The thread of surprise through his tone was something Ainsel had expected: she didn’t belong here, and yet, felt as if she did.
“It’s better than the botched revolution I ran from.”
“So you are running.”
Ainsel could have slapped herself. “It was a slip of the tongue!”
“Uh-huh. Sure it was. At least it explains one of my questions. You’re staying because nothing has come after you, and I’m alright with your company, so you can relax here. Now, the other one.”
If Ainsel had been on edge before, then now, she was tumbling straight off of the cliff. She couldn’t help herself: a grin spread across her face, and a laugh sputtered out, halfway stifled. Liam was visibly perturbed, which made her laugh more.
“This is ridiculous!” she managed among gasps and giggles. “I’m a criminal, and an enemy of the state -- not to mention, a faerie -- and we’re acting like a pair of school children! ‘Oh, what do you think of me, Ainsel? Why aren’t you killing me in my sleep?’ Grow up!”
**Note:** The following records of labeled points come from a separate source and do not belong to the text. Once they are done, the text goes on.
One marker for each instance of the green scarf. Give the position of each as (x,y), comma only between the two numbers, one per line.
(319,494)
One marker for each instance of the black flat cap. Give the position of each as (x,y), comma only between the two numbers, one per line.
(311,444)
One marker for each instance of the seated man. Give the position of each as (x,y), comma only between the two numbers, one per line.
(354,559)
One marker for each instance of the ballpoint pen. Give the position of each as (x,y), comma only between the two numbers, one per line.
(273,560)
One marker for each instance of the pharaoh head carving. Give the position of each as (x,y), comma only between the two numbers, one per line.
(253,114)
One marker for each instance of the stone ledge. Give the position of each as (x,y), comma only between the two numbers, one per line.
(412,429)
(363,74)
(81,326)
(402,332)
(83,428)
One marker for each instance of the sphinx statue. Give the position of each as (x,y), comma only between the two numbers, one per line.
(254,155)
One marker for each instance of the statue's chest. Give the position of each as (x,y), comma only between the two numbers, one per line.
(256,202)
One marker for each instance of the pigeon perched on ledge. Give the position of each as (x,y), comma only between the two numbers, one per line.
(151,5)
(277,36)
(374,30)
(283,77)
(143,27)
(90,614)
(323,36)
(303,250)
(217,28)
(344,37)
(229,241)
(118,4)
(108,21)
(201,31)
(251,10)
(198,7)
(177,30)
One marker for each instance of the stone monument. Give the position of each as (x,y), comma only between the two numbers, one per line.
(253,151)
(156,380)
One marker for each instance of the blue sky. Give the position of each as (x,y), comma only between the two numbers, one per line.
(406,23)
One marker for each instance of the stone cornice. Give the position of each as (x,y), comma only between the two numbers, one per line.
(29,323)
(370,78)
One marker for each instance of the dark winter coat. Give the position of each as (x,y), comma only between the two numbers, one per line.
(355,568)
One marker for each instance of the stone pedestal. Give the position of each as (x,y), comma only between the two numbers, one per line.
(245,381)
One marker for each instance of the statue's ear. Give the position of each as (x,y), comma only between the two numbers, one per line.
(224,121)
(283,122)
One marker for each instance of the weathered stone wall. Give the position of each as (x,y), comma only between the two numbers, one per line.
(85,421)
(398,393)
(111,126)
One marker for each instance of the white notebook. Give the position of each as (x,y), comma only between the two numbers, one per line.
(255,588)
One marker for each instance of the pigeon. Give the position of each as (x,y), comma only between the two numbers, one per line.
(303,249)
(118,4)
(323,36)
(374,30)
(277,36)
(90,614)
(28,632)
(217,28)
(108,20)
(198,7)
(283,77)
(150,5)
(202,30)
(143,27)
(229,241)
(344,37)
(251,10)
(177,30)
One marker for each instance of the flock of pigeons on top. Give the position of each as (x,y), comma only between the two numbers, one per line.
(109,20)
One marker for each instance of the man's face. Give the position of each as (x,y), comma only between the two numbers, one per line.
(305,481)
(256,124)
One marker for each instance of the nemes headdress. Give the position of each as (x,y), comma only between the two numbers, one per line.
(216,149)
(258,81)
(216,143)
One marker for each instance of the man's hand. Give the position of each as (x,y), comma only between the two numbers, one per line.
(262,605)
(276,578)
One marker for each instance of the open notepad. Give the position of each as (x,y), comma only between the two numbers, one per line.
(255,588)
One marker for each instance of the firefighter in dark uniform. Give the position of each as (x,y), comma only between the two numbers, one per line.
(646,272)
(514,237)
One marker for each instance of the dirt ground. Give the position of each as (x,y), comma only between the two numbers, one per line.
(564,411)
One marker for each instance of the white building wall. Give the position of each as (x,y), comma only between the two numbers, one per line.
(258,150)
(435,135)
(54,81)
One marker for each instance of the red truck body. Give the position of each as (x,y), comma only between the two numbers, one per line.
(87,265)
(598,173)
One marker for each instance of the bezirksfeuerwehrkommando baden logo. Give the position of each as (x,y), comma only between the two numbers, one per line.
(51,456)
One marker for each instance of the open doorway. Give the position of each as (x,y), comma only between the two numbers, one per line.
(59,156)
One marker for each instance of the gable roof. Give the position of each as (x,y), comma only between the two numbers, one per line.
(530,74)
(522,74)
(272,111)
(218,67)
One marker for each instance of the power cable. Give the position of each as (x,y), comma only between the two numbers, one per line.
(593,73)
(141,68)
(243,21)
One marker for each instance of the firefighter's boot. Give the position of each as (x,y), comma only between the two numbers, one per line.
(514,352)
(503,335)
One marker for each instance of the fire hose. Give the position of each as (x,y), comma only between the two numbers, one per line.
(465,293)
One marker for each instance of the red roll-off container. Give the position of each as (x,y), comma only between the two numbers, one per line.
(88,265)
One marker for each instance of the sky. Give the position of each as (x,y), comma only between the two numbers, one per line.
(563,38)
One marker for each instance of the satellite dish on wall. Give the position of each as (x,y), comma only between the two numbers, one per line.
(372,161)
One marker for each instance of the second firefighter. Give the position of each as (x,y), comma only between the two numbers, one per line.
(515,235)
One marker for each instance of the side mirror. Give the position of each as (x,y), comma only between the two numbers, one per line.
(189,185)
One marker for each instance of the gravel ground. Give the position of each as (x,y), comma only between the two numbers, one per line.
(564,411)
Only when Liam winced, breaking eye contact, did she realize how nasty she had gotten. Again, she swept away tears.
“Liam? I didn’t mean...”
He didn’t ask permission. Instead, he tucked his arms around her waist, and his head against her shoulder, and stayed there, clutching the draping fabric of her jumper. In this moment, there was nothing -- no Clarity, no fear, no rationality to tell her that the idea she had was terrible. So, without the latter to guide her actions, she did just as he had: she placed her fingers under his chin and nudged him so he had to look at her. Before he could pull back, in she leaned until her forehead met his. The touch felt like rain; Ainsel knew full well what he expected her to do.
That would be worlds too far.
“Let me help you with something,” she said. “Anything at all. I’m a lot of things, but I am no freeloader.”
His response sent brushes of whispered air across her skin. “Healing. You can assist me in healing. And gathering supplies from the woods. There’s useful stuff out there, you know. Stuff that can be infused with magic --”
“Don’t ramble,” Ainsel whispered.
He stopped, and his gaze trailed down toward her lips, and Ainsel’s sense of rationality snapped awake. She almost tripped on the carpet as she retreated from the bed. Liam seemed dazed, perhaps struggling to process what had happened. Though she knew that she should have apologized, at least, Ainsel fled to her room.
Luck willing, he’d not find her sobbing the morning’s frustration into a pile of pillows.